Redefining human rights work

The story of my summer interning for human rights lawyers does not begin with a quote that changed my life. It does not follow the steps of Dan Harmon’s Story Circle — the hero’s journey from the comfort zone to the changed self. I did not save anyone’s life.

In fact, my internship with the Lawyers’ Association in Turkey, a pro-bono organization that defends political prisoners’ rights, made me question a decision I made to be a lawyer when I was a freshman in high school. As a rebellious and naïve teenager who excelled at debating, I believed that a well-prepared defense would always win.

But I did not yet understand the difficult lives of human rights lawyers in my country of Turkey, a place where the democracy score dropped nine points to zero out of ten from 1999, the year I was born, to the present day.

I made my first prison visit when I was 18, visiting children of political prisoners in my hometown. The lawyer I was shadowing was raising funds for a kindergarten in prison. It was a significant issue at the time because the school in the region was over capacity. Many children living with their incarcerated parents did not have access to any formal education. When the funds were finally raised for the kindergarten class, I felt guilt instead of joy. These innocent children were in prison while I was free.

This was why I knew from the very beginning of my internship through the Stanford Center for Human Rights and International Justice that the work was going to be challenging for me. The pragmatic Stanford student in me would feel helpless from a lack of a tangible outcome or any indication of success.

Despite my unease, I continued with the internship. I met with ex-convicts who were my age as well as people much more educated and skilled than me who fled the country in a boat to seek political asylum elsewhere. I also met with international human rights lawyers, helping them to draft court cases for the European Court of Human Rights, interview National Bar Presidents, and document recent law changes.
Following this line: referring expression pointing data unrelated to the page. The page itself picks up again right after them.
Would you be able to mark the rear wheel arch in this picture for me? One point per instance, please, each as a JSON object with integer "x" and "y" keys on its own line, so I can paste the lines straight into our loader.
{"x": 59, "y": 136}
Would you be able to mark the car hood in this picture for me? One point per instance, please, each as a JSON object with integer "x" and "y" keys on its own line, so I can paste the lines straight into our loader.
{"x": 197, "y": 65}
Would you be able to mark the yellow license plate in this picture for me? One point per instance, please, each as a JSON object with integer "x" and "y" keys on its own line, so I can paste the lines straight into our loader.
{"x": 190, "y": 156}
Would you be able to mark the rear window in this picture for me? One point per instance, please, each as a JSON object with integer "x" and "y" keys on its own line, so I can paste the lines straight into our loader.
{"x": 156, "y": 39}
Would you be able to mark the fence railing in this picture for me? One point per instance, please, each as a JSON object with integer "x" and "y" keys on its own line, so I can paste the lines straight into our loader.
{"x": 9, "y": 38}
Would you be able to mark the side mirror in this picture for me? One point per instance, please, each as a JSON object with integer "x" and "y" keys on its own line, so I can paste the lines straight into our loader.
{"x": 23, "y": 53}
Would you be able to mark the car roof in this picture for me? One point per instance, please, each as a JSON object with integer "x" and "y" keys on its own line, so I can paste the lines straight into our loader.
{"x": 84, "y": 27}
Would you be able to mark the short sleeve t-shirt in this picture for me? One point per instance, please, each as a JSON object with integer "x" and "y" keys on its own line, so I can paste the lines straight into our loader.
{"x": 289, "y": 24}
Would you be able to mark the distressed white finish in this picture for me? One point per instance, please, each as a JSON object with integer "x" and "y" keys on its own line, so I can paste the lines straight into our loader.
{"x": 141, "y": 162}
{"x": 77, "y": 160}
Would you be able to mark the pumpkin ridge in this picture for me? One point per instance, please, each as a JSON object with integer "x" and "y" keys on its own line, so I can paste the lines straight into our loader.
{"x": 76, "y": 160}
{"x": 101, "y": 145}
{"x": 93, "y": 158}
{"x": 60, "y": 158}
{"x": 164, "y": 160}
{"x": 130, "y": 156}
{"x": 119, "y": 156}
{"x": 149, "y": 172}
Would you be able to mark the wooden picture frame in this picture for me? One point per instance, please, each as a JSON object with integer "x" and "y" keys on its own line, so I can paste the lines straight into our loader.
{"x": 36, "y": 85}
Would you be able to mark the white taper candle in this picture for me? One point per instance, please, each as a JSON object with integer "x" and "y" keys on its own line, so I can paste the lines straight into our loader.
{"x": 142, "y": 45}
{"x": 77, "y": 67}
I also did translations, something I did not particularly enjoy. I saw it as an obligation I had to deal with to attend meetings with bar presidents, lawyers, and politicians. But looking back, I now recognize that the very translations I found to be cumbersome have left the deepest marks.

In August, while I was inhaling smoke from wildfires that had sprung up in my hometown, I helped the organization translate the case of a lawyer who died on a hunger strike protesting the injustice done against her. As I read tragic stories in the news about people in my community trying to unsuccessfully fight these wildfires, I thought about how helpless this lawyer also must have felt to put herself through a hunger strike.

It is easy to say fasting for your life is counterproductive and fighting a fire with a few gallons of water is suicide. We can even extend the critique to human rights lawyers in authoritarian regimes, since they often find themselves either in jail or elsewhere as political refugees. But one thing I learned during my internship is that it is not despair but hope that drives people to their last resort.

The lawyers I worked with started from scratch in new countries, not as human rights lawyers who talk to UN officials and represent countries, but as students in introductory language classes. No matter how messy or bleak the future seems, they continue to publish reports, send petitions, and search for ways to help amid their helplessness.

As I said, this story does not end with self-transformation. I still feel guilty every time I talk to a child living in a prison, on a street, or in a refugee camp. And I still feel helpless about the legal turmoil in my country. But maybe the guilt and helplessness don’t need to be overcome for a story to be complete. Those feelings are a reminder of our collective humanity, which pushes us to fight for others despite overwhelming obstacles.

Aysu Sarigul, ’22, majored in economics with a minor in political science and cotermed in communications on the media study track. She was involved in the Women’s Community Center and as a teaching assistant for the communications department. Aysu is originally from Marmaris, Turkey.